LAUSR

The lung microbiota have been found to be substantially altered in numerous pulmonary disorders, and crosstalk between the host pathophysiology and lung microbiota plays critical roles in the regulation of disease states. The aim of this study was to investigate dynamic changes in the lung microbiota during different stages of acute lung injury and acute respiratory distress syndrome (ALI/ARDS). Rats receiving an intraperitoneal administration of lipopolysaccharide (LPS) were sacrificed at 12 and 48 h after injection, and the hematological parameters, serum cytokine levels, and histological characteristics of the lung tissue and lung microbiota were assessed.
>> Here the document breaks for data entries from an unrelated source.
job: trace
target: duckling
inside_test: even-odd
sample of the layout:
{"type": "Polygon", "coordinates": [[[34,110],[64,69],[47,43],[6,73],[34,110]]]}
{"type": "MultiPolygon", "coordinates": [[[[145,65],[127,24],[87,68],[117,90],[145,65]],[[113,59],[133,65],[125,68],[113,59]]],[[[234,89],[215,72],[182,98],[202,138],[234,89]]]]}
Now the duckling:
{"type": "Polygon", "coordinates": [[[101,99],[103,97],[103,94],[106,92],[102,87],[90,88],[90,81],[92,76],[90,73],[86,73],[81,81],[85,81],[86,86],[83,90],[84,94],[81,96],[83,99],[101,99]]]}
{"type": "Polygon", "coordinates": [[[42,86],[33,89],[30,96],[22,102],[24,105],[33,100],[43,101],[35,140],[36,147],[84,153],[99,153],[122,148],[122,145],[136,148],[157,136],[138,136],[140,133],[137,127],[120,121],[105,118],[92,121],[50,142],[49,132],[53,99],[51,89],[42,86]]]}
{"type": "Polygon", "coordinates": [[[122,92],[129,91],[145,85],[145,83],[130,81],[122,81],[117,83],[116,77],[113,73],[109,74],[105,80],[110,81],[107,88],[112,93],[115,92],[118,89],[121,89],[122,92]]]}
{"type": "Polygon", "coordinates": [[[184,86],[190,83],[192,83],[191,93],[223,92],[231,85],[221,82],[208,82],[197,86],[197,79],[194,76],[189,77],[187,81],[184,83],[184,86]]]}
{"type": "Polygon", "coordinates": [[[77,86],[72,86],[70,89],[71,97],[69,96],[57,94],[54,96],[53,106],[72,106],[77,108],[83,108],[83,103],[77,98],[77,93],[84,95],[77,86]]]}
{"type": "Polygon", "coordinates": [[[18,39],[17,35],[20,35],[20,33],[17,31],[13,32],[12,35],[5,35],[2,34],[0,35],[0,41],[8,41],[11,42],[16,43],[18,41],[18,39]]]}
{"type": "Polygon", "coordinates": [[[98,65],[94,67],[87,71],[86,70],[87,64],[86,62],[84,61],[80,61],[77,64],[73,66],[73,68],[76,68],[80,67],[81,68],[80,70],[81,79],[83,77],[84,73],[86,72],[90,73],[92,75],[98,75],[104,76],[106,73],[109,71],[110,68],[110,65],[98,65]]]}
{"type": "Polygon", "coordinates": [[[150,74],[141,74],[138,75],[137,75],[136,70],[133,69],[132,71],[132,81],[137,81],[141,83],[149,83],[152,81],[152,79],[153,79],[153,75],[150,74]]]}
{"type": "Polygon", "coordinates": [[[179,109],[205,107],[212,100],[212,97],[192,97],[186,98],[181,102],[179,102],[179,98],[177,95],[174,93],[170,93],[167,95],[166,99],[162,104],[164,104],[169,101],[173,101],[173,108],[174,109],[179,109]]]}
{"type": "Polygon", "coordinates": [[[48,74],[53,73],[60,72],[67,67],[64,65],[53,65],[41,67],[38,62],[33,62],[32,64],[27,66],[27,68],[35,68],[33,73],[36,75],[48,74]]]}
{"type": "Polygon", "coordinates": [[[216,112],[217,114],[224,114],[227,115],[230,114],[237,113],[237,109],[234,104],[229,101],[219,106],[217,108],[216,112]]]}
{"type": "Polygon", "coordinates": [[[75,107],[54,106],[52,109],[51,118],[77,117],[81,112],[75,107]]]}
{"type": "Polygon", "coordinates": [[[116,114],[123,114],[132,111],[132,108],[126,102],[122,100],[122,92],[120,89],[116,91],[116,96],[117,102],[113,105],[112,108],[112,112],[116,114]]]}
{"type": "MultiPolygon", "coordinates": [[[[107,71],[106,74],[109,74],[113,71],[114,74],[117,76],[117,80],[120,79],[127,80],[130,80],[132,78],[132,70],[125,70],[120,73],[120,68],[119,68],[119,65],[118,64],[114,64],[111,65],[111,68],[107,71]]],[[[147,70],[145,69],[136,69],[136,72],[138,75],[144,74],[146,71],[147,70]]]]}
After LPS injection, along with fluctuations of systemic cytokine levels and the onset and regression of pulmonary edema, the diversity, components, and functionalities of the pulmonary microbiota underwent significant dynamic changes. The volatility of the α-diversity indices narrowed after LPS injection, and the indices significantly decreased 48 h later. The abundance of 18 genera and functionality of adenosine triphosphate–binding cassette (ABC) transporters, pentose phosphate, and bacterial chemotaxis pathways were found to significantly differ between specified time points. Several significant correlations between the components and functionalities of the lung microbiota and indicative symptoms of ALI/ARDS were also observed. Brevibacterium was correlated with cytokines tumor necrosis factor (TNF)-α, interleukin (IL)-10, and IL-6 and with hematological percentage of neutrophils (NEU%); Wnt, Notch, and chronic myeloid leukemia signaling pathways were correlated with IL-1β; mitogen-activated protein kinase (MAPK) signaling pathway–yeast was correlated with IL-10; and the pathways of ascorbate and aldarate metabolism and basal transcription factors were correlated with platelet-related indicators. The correlations between the lung microbiota and indicative symptoms of ALI/ARDS identified in this study support further investigation into the underlying mechanism of host–microbiota interactions during lung injury and repair.